- Occupation: Music industry executive
- Years active: 2010s–present
- Known for: Artist management in electronic dance music
- Title: Founder and CEO of MLennial
- Website: www.mlennial.com

= Mike Lisanti =

American music industry executive

Mike Lisanti is an American music industry executive, talent manager, digital marketer, music publisher, and entrepreneur. He is the founder and chief executive officer of MLennial, a Los Angeles-based artist management company established in 2024.

Lisanti is known for his work in the electronic dance music (EDM) industry, managing and developing artists across bass music, dubstep, drum and bass, and other electronic music genres.

== Career ==

Lisanti began his career as a musician, producer, tour manager, and artist manager within the electronic music industry. Prior to founding MLennial, he served as chief operating officer of Prodigy Artists and worked in artist management and career development for electronic music performers.

In April 2024, he founded MLennial, a full-service artist management company headquartered in Los Angeles, California.

In 2025, Billboard reported that electronic music producer and DJ Seven Lions had signed with MLennial for management services.

=== Artists represented ===

Throughout his career, Lisanti has managed or represented a number of electronic music artists, including:

- Seven Lions
- Crankdat
- Rad Cat
- KNWN
- Kompany
- Habstrakt
- Barely Alive
- SABAI
- MUZZ
- Moody Good
- Effin
- Nitepunk
- Borgeous
- CVBZ
- Jerro
- GorillaT
- TYNAN
- Champagne Drip

Several of these management relationships predate the formation of MLennial in 2024, reflecting Lisanti's earlier work in artist management prior to establishing the company. Pollstar reported in 2021 that Lisanti's roster at Prodigy Artists included Crankdat, Effin, Habstrakt, Kompany, and Nitepunk. In a 2024 interview with Authority Magazine, Lisanti discussed his previous work as a day-to-day manager and tour manager for Borgeous and stated that he later signed the artist as a client.

=== MLennial ===
MLennial was established in April 2024 as an artist management company focused on electronic music artists and producers.
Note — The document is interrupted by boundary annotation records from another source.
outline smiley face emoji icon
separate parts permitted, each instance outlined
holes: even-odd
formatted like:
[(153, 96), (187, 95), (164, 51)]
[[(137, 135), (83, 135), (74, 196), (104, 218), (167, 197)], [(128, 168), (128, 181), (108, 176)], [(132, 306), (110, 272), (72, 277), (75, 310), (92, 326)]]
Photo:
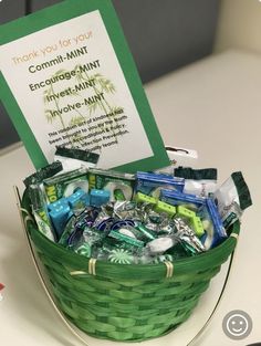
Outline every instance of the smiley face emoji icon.
[(246, 312), (234, 310), (228, 313), (222, 322), (225, 334), (236, 340), (249, 336), (253, 327), (252, 319)]

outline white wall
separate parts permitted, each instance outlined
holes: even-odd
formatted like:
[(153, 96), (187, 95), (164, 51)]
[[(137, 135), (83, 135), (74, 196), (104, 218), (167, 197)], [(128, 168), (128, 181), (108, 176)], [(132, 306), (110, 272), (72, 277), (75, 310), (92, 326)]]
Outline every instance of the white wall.
[(215, 52), (236, 48), (261, 53), (261, 1), (220, 1)]

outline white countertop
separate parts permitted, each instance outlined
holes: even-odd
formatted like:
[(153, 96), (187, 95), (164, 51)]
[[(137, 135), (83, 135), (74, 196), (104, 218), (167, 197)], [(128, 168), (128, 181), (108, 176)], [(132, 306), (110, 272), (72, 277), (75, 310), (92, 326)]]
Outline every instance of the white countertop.
[[(242, 219), (241, 235), (225, 298), (206, 333), (195, 345), (229, 346), (261, 342), (261, 56), (227, 52), (205, 59), (146, 85), (165, 144), (197, 149), (197, 167), (217, 167), (222, 182), (242, 170), (253, 207)], [(12, 190), (33, 171), (23, 147), (0, 157), (0, 302), (1, 345), (81, 345), (70, 334), (45, 296), (30, 259)], [(185, 346), (200, 329), (220, 293), (226, 265), (211, 282), (192, 316), (147, 346)], [(252, 333), (232, 340), (222, 332), (222, 318), (246, 311)], [(126, 345), (86, 336), (90, 346)]]

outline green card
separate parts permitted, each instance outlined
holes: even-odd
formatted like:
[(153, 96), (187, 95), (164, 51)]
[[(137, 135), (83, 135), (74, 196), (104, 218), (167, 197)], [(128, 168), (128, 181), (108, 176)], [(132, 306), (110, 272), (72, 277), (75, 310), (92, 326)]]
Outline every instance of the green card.
[(0, 27), (0, 97), (36, 168), (56, 146), (101, 168), (167, 166), (164, 144), (109, 0), (66, 0)]

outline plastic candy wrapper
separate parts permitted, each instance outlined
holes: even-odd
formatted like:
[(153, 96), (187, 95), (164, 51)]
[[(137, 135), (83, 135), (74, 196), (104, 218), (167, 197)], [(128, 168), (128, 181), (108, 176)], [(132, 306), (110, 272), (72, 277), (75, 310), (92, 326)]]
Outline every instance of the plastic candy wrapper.
[(32, 212), (36, 221), (38, 228), (46, 238), (51, 241), (55, 241), (55, 232), (51, 224), (51, 220), (48, 213), (44, 195), (39, 185), (31, 185), (29, 189), (29, 197), (32, 203)]
[(44, 179), (51, 178), (63, 169), (63, 166), (60, 161), (54, 161), (51, 165), (48, 165), (28, 178), (23, 180), (25, 187), (28, 188), (30, 185), (41, 184)]
[(56, 147), (54, 160), (62, 162), (63, 172), (82, 167), (95, 167), (100, 155), (88, 150)]
[(207, 250), (217, 247), (228, 238), (218, 208), (210, 198), (206, 200), (206, 207), (202, 209), (202, 220), (207, 232), (203, 240)]
[(184, 190), (185, 180), (166, 175), (138, 171), (136, 175), (136, 192), (159, 198), (161, 189)]
[(240, 220), (243, 210), (252, 205), (250, 191), (241, 171), (233, 172), (215, 191), (213, 198), (226, 229)]
[(173, 176), (174, 168), (178, 166), (191, 167), (197, 162), (198, 153), (192, 149), (166, 146), (169, 158), (169, 166), (155, 170), (157, 174)]
[[(188, 169), (186, 177), (208, 180), (210, 172), (213, 178), (215, 169)], [(223, 224), (231, 224), (251, 205), (239, 172), (215, 191), (218, 207), (212, 198), (184, 193), (184, 178), (138, 172), (136, 187), (142, 191), (134, 195), (133, 175), (80, 168), (42, 176), (43, 181), (38, 176), (28, 180), (38, 181), (30, 185), (29, 197), (39, 230), (70, 251), (118, 264), (200, 254), (227, 239)]]
[(90, 169), (91, 189), (109, 191), (109, 200), (130, 200), (133, 198), (135, 176), (113, 170)]
[(175, 168), (174, 176), (185, 178), (185, 193), (209, 197), (217, 189), (218, 170), (216, 168), (178, 167)]
[(206, 251), (206, 248), (196, 237), (195, 232), (181, 218), (175, 218), (174, 223), (177, 230), (175, 237), (178, 241), (181, 242), (188, 252), (191, 252), (191, 254), (197, 254)]
[(161, 190), (159, 199), (168, 205), (184, 206), (194, 211), (203, 206), (206, 201), (202, 197), (170, 190)]
[(43, 180), (45, 195), (49, 202), (55, 202), (62, 197), (71, 196), (77, 188), (88, 193), (86, 168), (75, 169), (56, 177)]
The company has represented artists including Seven Lions, Jerro, GorillaT, SABAI, Crankdat, MUZZ, and Kompany.

== Media coverage ==

Lisanti has been profiled and interviewed by several music and business publications.

In Forbes, he was featured in the publication's "How I Travel" series discussing his professional travel experiences and career in music management.

Billboard has covered management-related developments involving artists represented by Lisanti and MLennial.

In May 2026, The Source published a profile titled Mike Lisanti: Hype, Hustle, and the Rise of the Artist Manager, examining his career in artist management, the growth of MLennial, and his approach to artist development within the electronic music industry.